The deeper we dug into the issue, the more I found myself coming back to a lesson I’ve seen repeated throughout healthcare.
Healthcare may be complicated, but incentives are usually pretty straightforward.
If you reward a particular ownership model, the market eventually moves toward that ownership model. If you reward administrative complexity, complexity tends to grow. If you reward patient access, organizations become remarkably creative at improving access. Incentives have an uncanny ability to shape behavior, even when they weren’t intended to.
Many patients have never heard the term “PBM,” yet PBMs influence nearly every aspect of how prescription drugs move through the healthcare system. They influence formularies, reimbursement, pharmacy networks, specialty pharmacy access, and increasingly, the economics of organizations operating throughout the prescription drug supply chain. Most patients don’t know much about PBMs, but they often experience the consequences of PBM decisions every time they encounter a formulary restriction, receive a prior authorization denial, or discover that their insurer, PBM, and pharmacy all happen to share the same corporate parent.

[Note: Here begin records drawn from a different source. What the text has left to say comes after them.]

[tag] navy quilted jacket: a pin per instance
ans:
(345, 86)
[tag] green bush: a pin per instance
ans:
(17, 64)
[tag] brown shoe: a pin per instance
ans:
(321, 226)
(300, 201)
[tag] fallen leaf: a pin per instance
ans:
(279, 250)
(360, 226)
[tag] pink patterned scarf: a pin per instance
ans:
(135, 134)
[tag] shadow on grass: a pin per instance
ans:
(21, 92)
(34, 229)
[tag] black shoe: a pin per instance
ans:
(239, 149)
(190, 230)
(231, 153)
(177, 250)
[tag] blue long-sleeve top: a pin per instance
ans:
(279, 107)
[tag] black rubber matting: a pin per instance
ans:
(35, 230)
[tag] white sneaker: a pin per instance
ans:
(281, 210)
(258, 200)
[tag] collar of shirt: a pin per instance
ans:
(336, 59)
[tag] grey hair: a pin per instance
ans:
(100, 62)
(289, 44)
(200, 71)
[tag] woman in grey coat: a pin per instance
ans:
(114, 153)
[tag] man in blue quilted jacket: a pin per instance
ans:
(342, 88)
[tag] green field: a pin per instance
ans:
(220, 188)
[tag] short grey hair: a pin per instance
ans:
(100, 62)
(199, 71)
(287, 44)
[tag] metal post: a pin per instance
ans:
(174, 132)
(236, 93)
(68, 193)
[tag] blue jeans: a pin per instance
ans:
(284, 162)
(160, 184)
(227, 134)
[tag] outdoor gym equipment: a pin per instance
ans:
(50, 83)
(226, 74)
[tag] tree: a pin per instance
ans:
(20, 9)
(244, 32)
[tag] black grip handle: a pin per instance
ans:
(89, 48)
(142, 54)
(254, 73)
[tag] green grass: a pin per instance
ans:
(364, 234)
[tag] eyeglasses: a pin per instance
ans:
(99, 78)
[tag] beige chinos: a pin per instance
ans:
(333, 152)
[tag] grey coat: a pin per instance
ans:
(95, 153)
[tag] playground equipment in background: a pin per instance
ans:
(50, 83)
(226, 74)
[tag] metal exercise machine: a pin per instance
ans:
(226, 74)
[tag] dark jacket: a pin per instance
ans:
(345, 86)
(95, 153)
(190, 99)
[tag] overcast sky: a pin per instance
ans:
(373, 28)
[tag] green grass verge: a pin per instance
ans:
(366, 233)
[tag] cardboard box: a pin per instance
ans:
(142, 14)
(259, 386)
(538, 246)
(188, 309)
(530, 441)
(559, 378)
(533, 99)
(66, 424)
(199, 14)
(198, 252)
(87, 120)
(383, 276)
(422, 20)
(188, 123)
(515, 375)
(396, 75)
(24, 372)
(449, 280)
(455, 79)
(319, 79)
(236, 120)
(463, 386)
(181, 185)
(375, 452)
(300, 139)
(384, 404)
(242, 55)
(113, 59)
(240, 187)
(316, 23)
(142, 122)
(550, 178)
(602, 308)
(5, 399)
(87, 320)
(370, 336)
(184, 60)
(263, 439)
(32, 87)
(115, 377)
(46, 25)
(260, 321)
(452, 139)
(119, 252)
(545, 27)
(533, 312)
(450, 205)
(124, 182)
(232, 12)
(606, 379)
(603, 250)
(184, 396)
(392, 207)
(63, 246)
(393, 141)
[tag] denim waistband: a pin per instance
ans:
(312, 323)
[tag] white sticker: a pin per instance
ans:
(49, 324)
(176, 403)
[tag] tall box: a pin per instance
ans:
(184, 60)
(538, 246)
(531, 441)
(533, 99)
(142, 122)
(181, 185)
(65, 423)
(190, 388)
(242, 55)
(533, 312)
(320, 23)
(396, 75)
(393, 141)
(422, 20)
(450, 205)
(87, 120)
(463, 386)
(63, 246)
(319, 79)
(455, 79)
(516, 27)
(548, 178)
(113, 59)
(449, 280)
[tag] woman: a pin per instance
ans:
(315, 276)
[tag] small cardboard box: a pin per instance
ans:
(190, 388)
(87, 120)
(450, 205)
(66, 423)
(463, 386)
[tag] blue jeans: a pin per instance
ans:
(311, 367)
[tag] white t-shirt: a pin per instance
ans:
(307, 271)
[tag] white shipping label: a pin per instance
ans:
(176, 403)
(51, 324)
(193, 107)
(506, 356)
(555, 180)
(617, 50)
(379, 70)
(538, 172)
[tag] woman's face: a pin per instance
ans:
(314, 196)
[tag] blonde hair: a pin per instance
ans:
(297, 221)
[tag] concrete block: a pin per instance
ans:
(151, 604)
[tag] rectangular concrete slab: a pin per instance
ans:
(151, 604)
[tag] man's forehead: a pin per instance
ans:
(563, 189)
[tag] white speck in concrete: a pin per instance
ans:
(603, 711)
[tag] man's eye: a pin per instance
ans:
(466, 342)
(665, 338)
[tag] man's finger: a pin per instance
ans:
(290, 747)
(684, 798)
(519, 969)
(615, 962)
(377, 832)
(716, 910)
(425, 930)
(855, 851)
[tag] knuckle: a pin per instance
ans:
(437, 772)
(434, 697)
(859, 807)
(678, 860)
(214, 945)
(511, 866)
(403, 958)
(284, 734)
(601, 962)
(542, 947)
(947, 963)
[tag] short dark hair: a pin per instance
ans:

As more conversations unfolded, I also noticed something else. Many of the debates centered on defending institutions, business models, or existing practices while the patient slowly faded into the background. We spent a tremendous amount of time discussing who should control what, who should be reimbursed, and who should bear responsibility. Far less time was spent asking whether the current system was actually making it easier for patients to receive timely, coordinated care.
Whenever the discussion drifted too far into politics or economics, I found myself coming back to the same question.
Is this making life better or worse for the patient?
If the answer wasn’t obvious, we were probably discussing the wrong thing.
One unexpected outcome of those early conversations was the realization that legislation alone wouldn’t solve the problem. Patients rarely think about PBMs, vertical integration, or reimbursement policy until they are personally affected by them, and by then they’re understandably focused on something much more important than healthcare policy. That realization helped lay the foundation for Patients First Arkansas, an effort to educate the public about the healthcare policies quietly shaping access to care long before anyone receives a diagnosis. The goal was never simply to advocate for one bill. It was to help people better understand the incentives driving the healthcare system around them.
What I find most interesting today isn’t simply Act 624 itself. It’s the number of states beginning to ask similar questions. The specifics vary, but the underlying theme is remarkably consistent. Policymakers are becoming increasingly uncomfortable with the concentration of influence that exists within certain parts of healthcare, particularly when those incentives become difficult for patients, employers, and even providers to understand.
Looking back, I don’t think Arkansas started this movement. The frustrations already existed, and the questions were already being asked. If anything, Arkansas became one of the first places where a group of people decided to stop accepting complexity as an inevitable part of healthcare.
When we walked out of that conference room in Little Rock, none of us expected the conversation to spread beyond our state. We were simply trying to remove barriers that had slowly become accepted as “the way healthcare works.”
Sometimes meaningful reform doesn’t begin with a sweeping policy proposal. Sometimes it begins with a room full of people asking whether the patient is actually better off because of the system we’ve built.